|onedpl_long| Introduction
#######################################

The |onedpl_long| (|onedpl_short|) is implemented in accordance with the |onedpl_specification|_.
The current implementation supports the version 1.4-rev1 in full, as well as most of the functionality
added to the version 1.5-rev1.

To support heterogeneity, |onedpl_short| uses `SYCL <https://registry.khronos.org/SYCL/>`_.
More information about SYCL can be found in the `SYCL Specification`_.

Before You Begin
================

Visit the |onedpl_short| `Release Notes
<https://www.intel.com/content/www/us/en/developer/articles/release-notes/intel-oneapi-dpcpp-library-release-notes.html>`_
page for:

* Where to Find the Release
* Overview
* New Features
* Fixed Issues
* Deprecation Notice
* Known Issues and Limitations
* Previous Release Notes

Install the `Intel® oneAPI Base Toolkit (Base Kit) <https://www.intel.com/content/www/us/en/developer/tools/oneapi/base-toolkit.html>`_
to use |onedpl_short|.

.. _library-requirements:

System Requirements
===================

Prerequisites
*************

C++17 is the minimal supported version of the C++ standard.
That means, any use of |onedpl_short| may require a C++17 compiler.
While some APIs of the library may accidentally work with earlier versions of the C++ standard, it is no more guaranteed.

To call Parallel API with the C++ standard aligned policies, you need to install the following software:

* A C++ compiler with support for OpenMP* 4.0 (or higher) SIMD constructs
* Depending on what parallel backend you want to use, install either:

  * |onetbb_long| or |tbb_long| 2019 and later,
  * A C++ compiler with support for OpenMP 4.5 (or higher).

For more information about parallel backends, see :doc:`Execution Policies <parallel_api/execution_policies>`.

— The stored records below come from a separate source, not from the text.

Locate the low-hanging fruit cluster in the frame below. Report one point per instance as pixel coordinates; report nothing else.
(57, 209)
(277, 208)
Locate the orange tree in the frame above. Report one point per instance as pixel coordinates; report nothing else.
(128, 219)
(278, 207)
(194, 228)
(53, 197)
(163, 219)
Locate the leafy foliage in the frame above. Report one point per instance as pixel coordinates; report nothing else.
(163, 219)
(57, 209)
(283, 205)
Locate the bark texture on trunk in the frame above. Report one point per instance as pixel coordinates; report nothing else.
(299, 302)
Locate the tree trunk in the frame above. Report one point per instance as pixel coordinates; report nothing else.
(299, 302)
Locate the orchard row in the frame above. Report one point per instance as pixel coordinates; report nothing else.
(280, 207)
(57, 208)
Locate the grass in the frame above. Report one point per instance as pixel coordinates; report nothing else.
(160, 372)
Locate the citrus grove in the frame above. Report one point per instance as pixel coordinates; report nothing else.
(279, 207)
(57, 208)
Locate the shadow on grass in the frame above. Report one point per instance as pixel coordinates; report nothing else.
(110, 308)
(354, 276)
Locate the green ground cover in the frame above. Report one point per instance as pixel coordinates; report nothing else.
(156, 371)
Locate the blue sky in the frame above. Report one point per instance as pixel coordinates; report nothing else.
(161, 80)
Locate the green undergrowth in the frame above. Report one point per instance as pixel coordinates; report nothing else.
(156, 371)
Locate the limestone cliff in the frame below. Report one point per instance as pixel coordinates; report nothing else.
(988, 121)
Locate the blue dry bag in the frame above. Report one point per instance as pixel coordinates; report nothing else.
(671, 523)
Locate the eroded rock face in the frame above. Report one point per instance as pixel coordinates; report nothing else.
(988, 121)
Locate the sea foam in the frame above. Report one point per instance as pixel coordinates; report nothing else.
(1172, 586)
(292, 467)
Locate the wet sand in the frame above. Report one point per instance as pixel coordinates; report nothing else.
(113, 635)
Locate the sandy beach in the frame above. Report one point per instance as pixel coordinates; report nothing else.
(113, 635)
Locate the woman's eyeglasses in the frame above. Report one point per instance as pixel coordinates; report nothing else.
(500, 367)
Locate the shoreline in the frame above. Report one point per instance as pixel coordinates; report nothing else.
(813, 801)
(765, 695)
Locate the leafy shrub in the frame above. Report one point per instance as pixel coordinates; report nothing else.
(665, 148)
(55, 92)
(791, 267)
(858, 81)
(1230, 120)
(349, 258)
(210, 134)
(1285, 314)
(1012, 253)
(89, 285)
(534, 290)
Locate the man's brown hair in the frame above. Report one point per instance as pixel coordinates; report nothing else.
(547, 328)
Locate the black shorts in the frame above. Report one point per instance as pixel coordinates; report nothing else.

To use Parallel API with the device execution policies, you need to install the following software:

* A C++ compiler with support for SYCL 2020.

Develop and Build Your Code with |onedpl_short|
===============================================

All |onedpl_short| header files are in the ``oneapi/dpl`` directory. To use the |onedpl_short| API,
include the corresponding header in your source code with the ``#include <oneapi/dpl/…>`` directive.
For better coexistence with the C++ standard library, include |onedpl_short| header files before the standard C++ ones.

|onedpl_short| introduces the ``namespace oneapi::dpl`` for its classes and functions. For brevity,
``namespace dpl`` is defined as an alias to ``oneapi::dpl`` and can be used interchangeably.

To use :doc:`tested C++ standard APIs <api_for_sycl_kernels/tested_standard_cpp_api>` in SYCL device code,
include the corresponding C++ standard header files and use the ``std`` namespace.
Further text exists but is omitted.